Le groupe d’investissement quantitatif a également recherché des signes de compétences d’investissement raisonnablement cohérentes au sein des différentes catégories de fonds obligataires. « Les preuves sont assez sombres : nous voyons peu de preuves d’une compétence de gestionnaire persistante », a conclu le document.

C’est l’une des raisons pour lesquelles l’investissement passif s’épanouit sur les marchés obligataires. Au cours des cinq dernières années à peine, les fonds obligataires passifs ont engrangé près de 850 milliards de dollars, encore plus que l’univers bien plus vaste des fonds obligataires actifs, selon l’EPFR. Pour de nombreux investisseurs traditionnels, c’est une parodie. Ils soutiennent que les fonds obligataires passifs sont au mieux stupides, étant donné les inefficacités lucratives du marché des titres à revenu fixe, et les ETF obligataires sont carrément dangereux. Mais les investisseurs votent clairement avec leur argent.

Il est vrai que l’on pourrait soutenir que la surpondération des obligations d’entreprises, et en particulier des obligations les moins bien notées, est une décision naturelle et en effet intelligente des gestionnaires actifs qui sont payés pour offrir des rendements plus élevés, en particulier à un moment où les marchés des obligations d’État de haute qualité rapportent près de à ou même en dessous de zéro.

Mais la réalité est que cela transforme la nature d’un fonds obligataire. Les obligations indésirables plus risquées et volatiles signifient qu’elles évoluent davantage en tandem avec le marché des actions. C’est bien s’il est vendu de manière transparente comme un véhicule plus racé, mais peut être une mauvaise surprise pour de nombreux investisseurs qui achètent des fonds obligataires comme contrepoids dans leurs portefeuilles.

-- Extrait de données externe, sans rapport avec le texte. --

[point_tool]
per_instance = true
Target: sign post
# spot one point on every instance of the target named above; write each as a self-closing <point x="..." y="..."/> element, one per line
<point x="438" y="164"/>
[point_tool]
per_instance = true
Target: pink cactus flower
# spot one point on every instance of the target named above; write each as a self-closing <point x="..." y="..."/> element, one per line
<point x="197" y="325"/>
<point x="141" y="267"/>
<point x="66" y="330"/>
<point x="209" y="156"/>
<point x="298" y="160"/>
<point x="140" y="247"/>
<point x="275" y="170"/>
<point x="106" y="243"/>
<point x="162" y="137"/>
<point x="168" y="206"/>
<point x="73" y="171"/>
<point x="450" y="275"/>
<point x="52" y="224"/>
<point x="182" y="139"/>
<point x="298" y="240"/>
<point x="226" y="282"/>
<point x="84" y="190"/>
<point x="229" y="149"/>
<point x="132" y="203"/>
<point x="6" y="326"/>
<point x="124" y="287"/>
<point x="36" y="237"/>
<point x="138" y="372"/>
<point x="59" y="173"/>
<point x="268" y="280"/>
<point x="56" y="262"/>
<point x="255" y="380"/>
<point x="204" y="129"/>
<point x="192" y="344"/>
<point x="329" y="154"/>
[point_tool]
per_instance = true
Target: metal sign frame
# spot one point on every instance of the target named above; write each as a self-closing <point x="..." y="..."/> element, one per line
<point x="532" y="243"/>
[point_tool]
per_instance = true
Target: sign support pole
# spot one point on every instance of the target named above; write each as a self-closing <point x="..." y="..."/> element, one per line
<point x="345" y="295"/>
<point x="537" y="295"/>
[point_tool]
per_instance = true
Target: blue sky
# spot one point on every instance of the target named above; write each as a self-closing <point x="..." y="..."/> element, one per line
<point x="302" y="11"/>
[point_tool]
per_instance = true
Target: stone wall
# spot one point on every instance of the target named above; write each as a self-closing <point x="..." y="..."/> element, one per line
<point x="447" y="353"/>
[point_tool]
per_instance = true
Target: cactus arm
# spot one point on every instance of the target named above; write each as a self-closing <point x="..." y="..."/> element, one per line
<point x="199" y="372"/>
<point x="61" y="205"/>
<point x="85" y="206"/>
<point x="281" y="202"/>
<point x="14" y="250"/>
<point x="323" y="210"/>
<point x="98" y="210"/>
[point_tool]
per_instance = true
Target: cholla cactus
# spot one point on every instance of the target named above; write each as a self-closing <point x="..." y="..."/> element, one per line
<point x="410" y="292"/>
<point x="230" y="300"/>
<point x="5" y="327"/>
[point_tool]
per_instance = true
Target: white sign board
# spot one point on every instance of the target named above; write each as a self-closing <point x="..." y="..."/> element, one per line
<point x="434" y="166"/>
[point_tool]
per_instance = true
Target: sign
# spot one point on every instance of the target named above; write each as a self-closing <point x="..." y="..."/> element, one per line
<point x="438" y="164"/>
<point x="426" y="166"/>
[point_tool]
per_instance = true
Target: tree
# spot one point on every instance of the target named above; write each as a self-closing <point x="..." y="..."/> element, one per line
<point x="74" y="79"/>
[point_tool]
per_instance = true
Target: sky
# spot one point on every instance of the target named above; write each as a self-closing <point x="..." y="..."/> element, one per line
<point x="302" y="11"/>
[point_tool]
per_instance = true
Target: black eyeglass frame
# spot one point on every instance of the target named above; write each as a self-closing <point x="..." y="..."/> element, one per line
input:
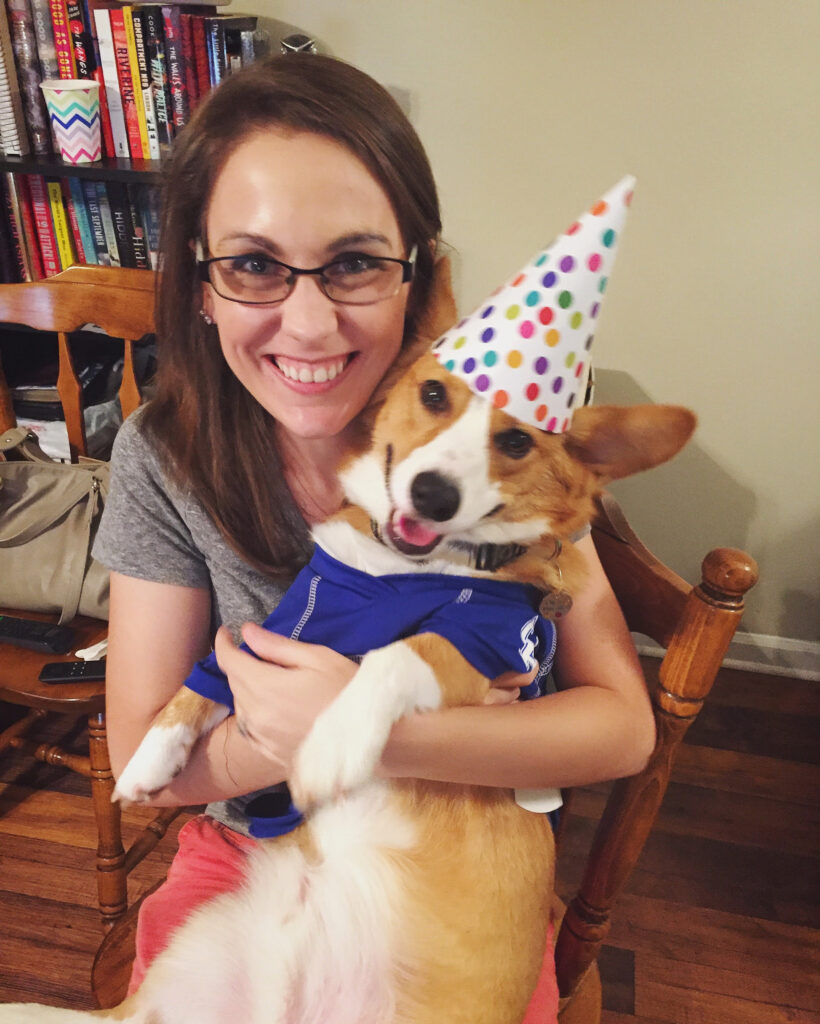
<point x="204" y="271"/>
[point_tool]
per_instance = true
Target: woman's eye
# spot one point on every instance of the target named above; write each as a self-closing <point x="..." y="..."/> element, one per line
<point x="434" y="396"/>
<point x="514" y="443"/>
<point x="355" y="263"/>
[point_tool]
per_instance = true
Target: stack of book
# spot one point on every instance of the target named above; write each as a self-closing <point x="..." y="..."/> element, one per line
<point x="154" y="62"/>
<point x="50" y="223"/>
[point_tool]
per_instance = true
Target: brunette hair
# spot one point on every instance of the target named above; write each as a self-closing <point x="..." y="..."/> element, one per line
<point x="218" y="441"/>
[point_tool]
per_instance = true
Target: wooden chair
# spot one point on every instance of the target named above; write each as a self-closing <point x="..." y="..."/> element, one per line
<point x="121" y="302"/>
<point x="695" y="626"/>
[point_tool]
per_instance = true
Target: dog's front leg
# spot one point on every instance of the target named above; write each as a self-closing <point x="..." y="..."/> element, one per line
<point x="166" y="747"/>
<point x="342" y="750"/>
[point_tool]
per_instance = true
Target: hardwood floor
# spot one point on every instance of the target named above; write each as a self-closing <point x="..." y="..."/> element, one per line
<point x="719" y="924"/>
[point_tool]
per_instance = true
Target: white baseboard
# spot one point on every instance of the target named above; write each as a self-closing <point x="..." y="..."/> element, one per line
<point x="758" y="652"/>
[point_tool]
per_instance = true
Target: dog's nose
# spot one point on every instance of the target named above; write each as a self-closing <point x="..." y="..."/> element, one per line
<point x="435" y="497"/>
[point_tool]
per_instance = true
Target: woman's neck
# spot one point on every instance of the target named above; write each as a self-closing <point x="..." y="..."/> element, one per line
<point x="310" y="469"/>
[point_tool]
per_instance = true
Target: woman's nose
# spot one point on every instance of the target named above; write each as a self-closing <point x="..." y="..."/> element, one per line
<point x="307" y="312"/>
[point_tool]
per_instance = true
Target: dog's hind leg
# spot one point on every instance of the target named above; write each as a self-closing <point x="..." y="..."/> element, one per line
<point x="343" y="748"/>
<point x="166" y="747"/>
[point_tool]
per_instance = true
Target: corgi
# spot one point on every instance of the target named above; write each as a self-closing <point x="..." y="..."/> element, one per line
<point x="402" y="901"/>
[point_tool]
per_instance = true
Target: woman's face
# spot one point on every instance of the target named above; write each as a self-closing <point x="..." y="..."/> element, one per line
<point x="304" y="200"/>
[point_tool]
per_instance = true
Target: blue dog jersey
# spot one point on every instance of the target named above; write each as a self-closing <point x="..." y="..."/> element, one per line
<point x="494" y="624"/>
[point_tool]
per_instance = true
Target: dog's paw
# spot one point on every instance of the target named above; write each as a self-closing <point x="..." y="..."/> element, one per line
<point x="339" y="755"/>
<point x="160" y="758"/>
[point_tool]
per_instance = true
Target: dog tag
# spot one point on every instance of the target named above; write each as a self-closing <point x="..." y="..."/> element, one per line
<point x="555" y="604"/>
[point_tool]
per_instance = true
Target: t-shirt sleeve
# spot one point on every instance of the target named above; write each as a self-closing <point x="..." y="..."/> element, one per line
<point x="142" y="531"/>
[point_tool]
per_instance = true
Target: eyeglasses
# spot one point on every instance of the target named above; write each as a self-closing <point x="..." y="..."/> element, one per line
<point x="354" y="279"/>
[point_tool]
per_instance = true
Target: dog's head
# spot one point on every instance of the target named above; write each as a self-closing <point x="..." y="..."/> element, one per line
<point x="446" y="471"/>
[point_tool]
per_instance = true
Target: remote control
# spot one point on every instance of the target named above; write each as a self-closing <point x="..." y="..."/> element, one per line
<point x="73" y="672"/>
<point x="36" y="635"/>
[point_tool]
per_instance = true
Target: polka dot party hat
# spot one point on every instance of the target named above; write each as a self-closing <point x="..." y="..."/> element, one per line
<point x="526" y="348"/>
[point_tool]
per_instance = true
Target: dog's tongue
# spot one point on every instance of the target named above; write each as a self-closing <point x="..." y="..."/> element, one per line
<point x="414" y="532"/>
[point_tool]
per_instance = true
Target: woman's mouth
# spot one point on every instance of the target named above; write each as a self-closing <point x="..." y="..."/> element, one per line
<point x="316" y="372"/>
<point x="411" y="536"/>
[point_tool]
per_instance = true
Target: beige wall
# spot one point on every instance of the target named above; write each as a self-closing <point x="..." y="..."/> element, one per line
<point x="530" y="109"/>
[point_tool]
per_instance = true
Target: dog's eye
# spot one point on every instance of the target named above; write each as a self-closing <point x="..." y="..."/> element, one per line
<point x="514" y="443"/>
<point x="434" y="396"/>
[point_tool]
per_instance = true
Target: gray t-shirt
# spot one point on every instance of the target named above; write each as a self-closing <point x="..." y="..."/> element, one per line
<point x="152" y="530"/>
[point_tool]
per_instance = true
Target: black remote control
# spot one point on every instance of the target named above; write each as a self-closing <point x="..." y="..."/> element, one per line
<point x="36" y="635"/>
<point x="73" y="672"/>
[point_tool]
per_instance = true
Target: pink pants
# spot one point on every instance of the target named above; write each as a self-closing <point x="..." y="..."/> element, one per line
<point x="211" y="861"/>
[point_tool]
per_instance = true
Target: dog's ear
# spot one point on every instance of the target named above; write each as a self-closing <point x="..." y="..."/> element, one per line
<point x="614" y="441"/>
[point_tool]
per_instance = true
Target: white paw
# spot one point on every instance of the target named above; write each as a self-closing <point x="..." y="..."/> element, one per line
<point x="341" y="751"/>
<point x="160" y="758"/>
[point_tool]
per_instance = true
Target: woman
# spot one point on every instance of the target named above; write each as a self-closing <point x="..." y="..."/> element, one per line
<point x="308" y="163"/>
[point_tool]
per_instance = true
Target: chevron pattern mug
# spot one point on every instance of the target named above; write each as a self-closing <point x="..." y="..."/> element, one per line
<point x="74" y="113"/>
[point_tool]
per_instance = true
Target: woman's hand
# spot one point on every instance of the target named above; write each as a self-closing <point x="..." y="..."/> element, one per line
<point x="278" y="697"/>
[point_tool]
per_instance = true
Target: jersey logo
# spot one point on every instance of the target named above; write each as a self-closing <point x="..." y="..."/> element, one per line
<point x="527" y="648"/>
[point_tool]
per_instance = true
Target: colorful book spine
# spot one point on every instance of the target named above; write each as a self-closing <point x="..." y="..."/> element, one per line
<point x="201" y="56"/>
<point x="74" y="223"/>
<point x="18" y="187"/>
<point x="78" y="214"/>
<point x="108" y="223"/>
<point x="126" y="82"/>
<point x="155" y="54"/>
<point x="83" y="56"/>
<point x="16" y="260"/>
<point x="13" y="136"/>
<point x="43" y="225"/>
<point x="62" y="38"/>
<point x="138" y="237"/>
<point x="172" y="26"/>
<point x="123" y="225"/>
<point x="108" y="60"/>
<point x="24" y="44"/>
<point x="60" y="221"/>
<point x="145" y="86"/>
<point x="188" y="60"/>
<point x="44" y="34"/>
<point x="95" y="220"/>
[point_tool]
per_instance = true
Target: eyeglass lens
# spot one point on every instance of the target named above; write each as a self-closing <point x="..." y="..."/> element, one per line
<point x="357" y="279"/>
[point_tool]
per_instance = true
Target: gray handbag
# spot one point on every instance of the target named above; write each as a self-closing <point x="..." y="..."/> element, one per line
<point x="49" y="513"/>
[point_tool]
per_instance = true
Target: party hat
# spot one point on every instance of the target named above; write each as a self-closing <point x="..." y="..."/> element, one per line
<point x="526" y="348"/>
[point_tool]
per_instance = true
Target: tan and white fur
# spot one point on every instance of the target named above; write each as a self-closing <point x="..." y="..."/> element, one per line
<point x="411" y="902"/>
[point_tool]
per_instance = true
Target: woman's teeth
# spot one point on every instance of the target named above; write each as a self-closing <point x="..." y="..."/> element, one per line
<point x="311" y="374"/>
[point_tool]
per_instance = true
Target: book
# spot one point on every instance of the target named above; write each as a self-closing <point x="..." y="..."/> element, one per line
<point x="188" y="61"/>
<point x="95" y="220"/>
<point x="17" y="188"/>
<point x="78" y="215"/>
<point x="172" y="27"/>
<point x="83" y="55"/>
<point x="13" y="136"/>
<point x="145" y="85"/>
<point x="60" y="221"/>
<point x="108" y="59"/>
<point x="201" y="56"/>
<point x="138" y="237"/>
<point x="43" y="224"/>
<point x="108" y="224"/>
<point x="62" y="39"/>
<point x="154" y="37"/>
<point x="123" y="225"/>
<point x="127" y="95"/>
<point x="12" y="250"/>
<point x="44" y="36"/>
<point x="24" y="44"/>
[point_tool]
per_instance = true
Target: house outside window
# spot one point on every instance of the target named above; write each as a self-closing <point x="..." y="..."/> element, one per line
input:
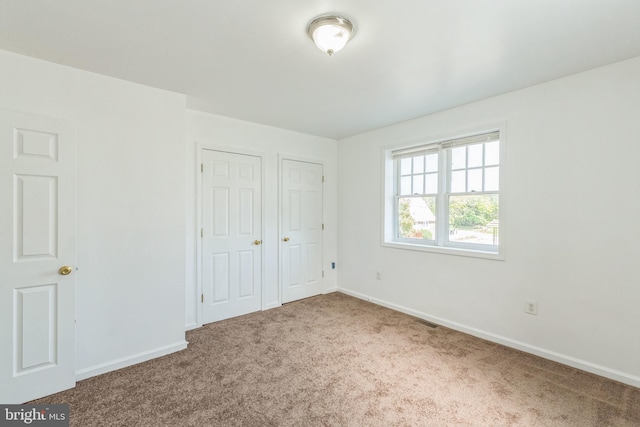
<point x="445" y="196"/>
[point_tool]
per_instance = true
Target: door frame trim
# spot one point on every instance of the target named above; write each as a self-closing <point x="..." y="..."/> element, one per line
<point x="282" y="157"/>
<point x="200" y="147"/>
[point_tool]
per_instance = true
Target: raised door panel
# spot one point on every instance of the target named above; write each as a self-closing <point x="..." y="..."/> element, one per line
<point x="37" y="304"/>
<point x="231" y="212"/>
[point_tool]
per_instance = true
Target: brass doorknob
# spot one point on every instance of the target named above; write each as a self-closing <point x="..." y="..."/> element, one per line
<point x="65" y="270"/>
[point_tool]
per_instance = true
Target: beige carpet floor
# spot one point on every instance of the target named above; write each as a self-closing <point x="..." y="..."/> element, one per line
<point x="334" y="360"/>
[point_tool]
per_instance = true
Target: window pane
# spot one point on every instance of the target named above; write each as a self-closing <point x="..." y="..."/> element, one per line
<point x="492" y="153"/>
<point x="405" y="166"/>
<point x="475" y="155"/>
<point x="418" y="164"/>
<point x="458" y="158"/>
<point x="405" y="185"/>
<point x="416" y="219"/>
<point x="458" y="182"/>
<point x="474" y="219"/>
<point x="431" y="183"/>
<point x="475" y="180"/>
<point x="492" y="179"/>
<point x="418" y="184"/>
<point x="432" y="163"/>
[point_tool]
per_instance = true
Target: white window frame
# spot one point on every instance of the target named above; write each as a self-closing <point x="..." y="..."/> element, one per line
<point x="441" y="243"/>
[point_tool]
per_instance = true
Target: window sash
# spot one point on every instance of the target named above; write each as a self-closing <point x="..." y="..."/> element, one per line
<point x="444" y="151"/>
<point x="434" y="147"/>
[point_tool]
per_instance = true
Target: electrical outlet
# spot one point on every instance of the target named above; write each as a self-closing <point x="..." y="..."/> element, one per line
<point x="531" y="307"/>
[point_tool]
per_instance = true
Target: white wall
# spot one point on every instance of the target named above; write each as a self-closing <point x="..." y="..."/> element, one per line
<point x="572" y="233"/>
<point x="130" y="201"/>
<point x="272" y="143"/>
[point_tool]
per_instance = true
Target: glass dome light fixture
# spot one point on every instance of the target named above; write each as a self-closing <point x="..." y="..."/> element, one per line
<point x="330" y="33"/>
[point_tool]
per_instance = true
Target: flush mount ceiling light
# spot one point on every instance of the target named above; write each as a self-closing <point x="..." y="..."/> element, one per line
<point x="330" y="32"/>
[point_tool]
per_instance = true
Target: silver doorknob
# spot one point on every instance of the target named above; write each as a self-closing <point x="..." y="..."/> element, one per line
<point x="65" y="270"/>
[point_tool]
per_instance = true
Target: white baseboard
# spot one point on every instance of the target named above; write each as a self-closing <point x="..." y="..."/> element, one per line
<point x="603" y="371"/>
<point x="134" y="359"/>
<point x="271" y="305"/>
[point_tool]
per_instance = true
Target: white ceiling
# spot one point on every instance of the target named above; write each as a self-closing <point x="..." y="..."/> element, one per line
<point x="252" y="59"/>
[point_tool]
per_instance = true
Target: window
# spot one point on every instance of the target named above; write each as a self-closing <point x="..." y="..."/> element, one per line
<point x="445" y="195"/>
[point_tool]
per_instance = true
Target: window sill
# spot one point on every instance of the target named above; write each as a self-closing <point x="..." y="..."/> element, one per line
<point x="496" y="256"/>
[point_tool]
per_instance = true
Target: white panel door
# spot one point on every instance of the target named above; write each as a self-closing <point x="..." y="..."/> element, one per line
<point x="301" y="240"/>
<point x="231" y="235"/>
<point x="37" y="225"/>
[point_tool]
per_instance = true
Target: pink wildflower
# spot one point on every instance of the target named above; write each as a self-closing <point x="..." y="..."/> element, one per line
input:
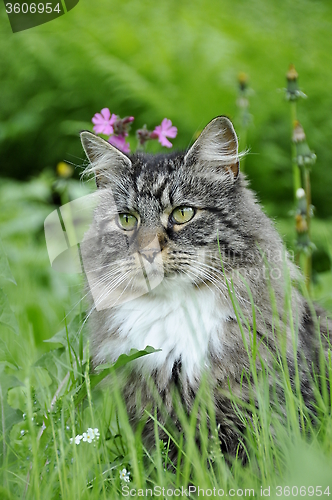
<point x="104" y="122"/>
<point x="119" y="141"/>
<point x="161" y="132"/>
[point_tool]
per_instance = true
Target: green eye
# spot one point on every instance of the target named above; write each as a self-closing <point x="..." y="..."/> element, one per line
<point x="181" y="215"/>
<point x="127" y="221"/>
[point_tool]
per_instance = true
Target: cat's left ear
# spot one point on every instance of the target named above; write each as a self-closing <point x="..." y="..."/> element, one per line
<point x="216" y="148"/>
<point x="106" y="161"/>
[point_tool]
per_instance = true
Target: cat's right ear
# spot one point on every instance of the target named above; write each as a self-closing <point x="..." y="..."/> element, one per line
<point x="216" y="149"/>
<point x="106" y="161"/>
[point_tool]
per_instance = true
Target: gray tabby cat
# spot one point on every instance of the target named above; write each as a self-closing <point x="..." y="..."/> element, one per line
<point x="168" y="231"/>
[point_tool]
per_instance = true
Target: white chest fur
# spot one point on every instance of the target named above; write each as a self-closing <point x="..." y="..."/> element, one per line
<point x="182" y="321"/>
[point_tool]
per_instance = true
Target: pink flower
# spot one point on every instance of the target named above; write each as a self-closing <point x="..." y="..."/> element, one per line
<point x="119" y="141"/>
<point x="104" y="122"/>
<point x="161" y="132"/>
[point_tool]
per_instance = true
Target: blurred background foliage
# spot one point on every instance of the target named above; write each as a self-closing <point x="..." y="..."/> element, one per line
<point x="178" y="59"/>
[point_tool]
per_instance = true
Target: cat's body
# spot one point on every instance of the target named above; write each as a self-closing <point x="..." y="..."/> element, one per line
<point x="163" y="281"/>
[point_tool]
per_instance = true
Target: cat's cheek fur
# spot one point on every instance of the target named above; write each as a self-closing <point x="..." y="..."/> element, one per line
<point x="186" y="323"/>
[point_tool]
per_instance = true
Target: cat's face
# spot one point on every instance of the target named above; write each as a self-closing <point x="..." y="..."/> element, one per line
<point x="160" y="216"/>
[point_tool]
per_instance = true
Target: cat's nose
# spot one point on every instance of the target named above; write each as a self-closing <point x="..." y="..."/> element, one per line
<point x="149" y="254"/>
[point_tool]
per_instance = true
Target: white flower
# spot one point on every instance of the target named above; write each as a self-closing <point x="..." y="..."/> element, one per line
<point x="124" y="475"/>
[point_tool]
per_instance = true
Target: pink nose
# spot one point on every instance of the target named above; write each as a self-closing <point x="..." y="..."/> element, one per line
<point x="150" y="254"/>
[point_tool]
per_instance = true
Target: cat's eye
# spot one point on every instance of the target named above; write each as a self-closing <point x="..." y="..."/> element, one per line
<point x="127" y="221"/>
<point x="181" y="215"/>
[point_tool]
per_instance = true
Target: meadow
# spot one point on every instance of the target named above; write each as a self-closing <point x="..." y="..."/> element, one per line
<point x="180" y="60"/>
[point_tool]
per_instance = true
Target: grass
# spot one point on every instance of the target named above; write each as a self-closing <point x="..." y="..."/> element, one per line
<point x="285" y="448"/>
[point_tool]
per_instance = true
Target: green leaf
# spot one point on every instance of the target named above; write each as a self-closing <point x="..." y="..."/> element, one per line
<point x="106" y="369"/>
<point x="7" y="316"/>
<point x="123" y="359"/>
<point x="16" y="398"/>
<point x="5" y="271"/>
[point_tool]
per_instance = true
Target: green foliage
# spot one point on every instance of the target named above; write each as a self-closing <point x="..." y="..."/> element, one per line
<point x="150" y="60"/>
<point x="174" y="59"/>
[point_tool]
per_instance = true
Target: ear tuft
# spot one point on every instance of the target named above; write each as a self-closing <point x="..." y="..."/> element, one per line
<point x="106" y="161"/>
<point x="216" y="147"/>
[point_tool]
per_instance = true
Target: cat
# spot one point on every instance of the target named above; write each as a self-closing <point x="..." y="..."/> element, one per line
<point x="170" y="233"/>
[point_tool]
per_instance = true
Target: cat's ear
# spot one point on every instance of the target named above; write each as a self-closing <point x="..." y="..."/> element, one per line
<point x="106" y="161"/>
<point x="216" y="147"/>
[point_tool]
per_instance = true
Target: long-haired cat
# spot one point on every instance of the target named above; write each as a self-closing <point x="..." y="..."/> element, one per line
<point x="170" y="233"/>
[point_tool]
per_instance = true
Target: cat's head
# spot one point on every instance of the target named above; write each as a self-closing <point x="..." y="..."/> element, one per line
<point x="161" y="216"/>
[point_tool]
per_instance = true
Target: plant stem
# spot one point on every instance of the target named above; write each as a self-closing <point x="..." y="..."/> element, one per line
<point x="296" y="171"/>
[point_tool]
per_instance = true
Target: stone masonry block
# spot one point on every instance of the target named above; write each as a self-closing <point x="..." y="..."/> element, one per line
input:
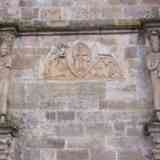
<point x="151" y="2"/>
<point x="65" y="116"/>
<point x="70" y="130"/>
<point x="102" y="154"/>
<point x="49" y="142"/>
<point x="97" y="129"/>
<point x="130" y="155"/>
<point x="50" y="116"/>
<point x="73" y="155"/>
<point x="47" y="154"/>
<point x="131" y="52"/>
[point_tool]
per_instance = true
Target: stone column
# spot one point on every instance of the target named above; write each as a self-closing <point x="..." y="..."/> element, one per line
<point x="7" y="37"/>
<point x="153" y="65"/>
<point x="7" y="126"/>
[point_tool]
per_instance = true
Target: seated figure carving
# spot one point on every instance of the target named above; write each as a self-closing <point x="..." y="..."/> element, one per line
<point x="76" y="63"/>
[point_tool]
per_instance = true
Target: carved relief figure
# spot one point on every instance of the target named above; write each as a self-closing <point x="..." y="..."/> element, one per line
<point x="79" y="60"/>
<point x="76" y="63"/>
<point x="153" y="65"/>
<point x="6" y="42"/>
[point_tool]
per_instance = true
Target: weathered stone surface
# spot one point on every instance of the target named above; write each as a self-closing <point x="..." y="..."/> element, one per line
<point x="29" y="13"/>
<point x="152" y="1"/>
<point x="86" y="142"/>
<point x="73" y="154"/>
<point x="130" y="155"/>
<point x="131" y="52"/>
<point x="70" y="130"/>
<point x="49" y="142"/>
<point x="51" y="116"/>
<point x="102" y="154"/>
<point x="65" y="116"/>
<point x="47" y="154"/>
<point x="96" y="129"/>
<point x="52" y="14"/>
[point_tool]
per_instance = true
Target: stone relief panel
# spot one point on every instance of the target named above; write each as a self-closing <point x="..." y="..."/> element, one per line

« Lorsque la marée s’est retirée lors du choc initial de Covid, de nombreux gestionnaires n’étaient pas entièrement habillés », explique Mike Gitlin, responsable des titres à revenu fixe chez Capital Group. L’un des rôles joués par les gestionnaires de titres à revenu fixe, observe-t-il, devrait être de s’assurer que vous ne « faites pas tomber les clients de la falaise quand ils ont le plus besoin de vous ».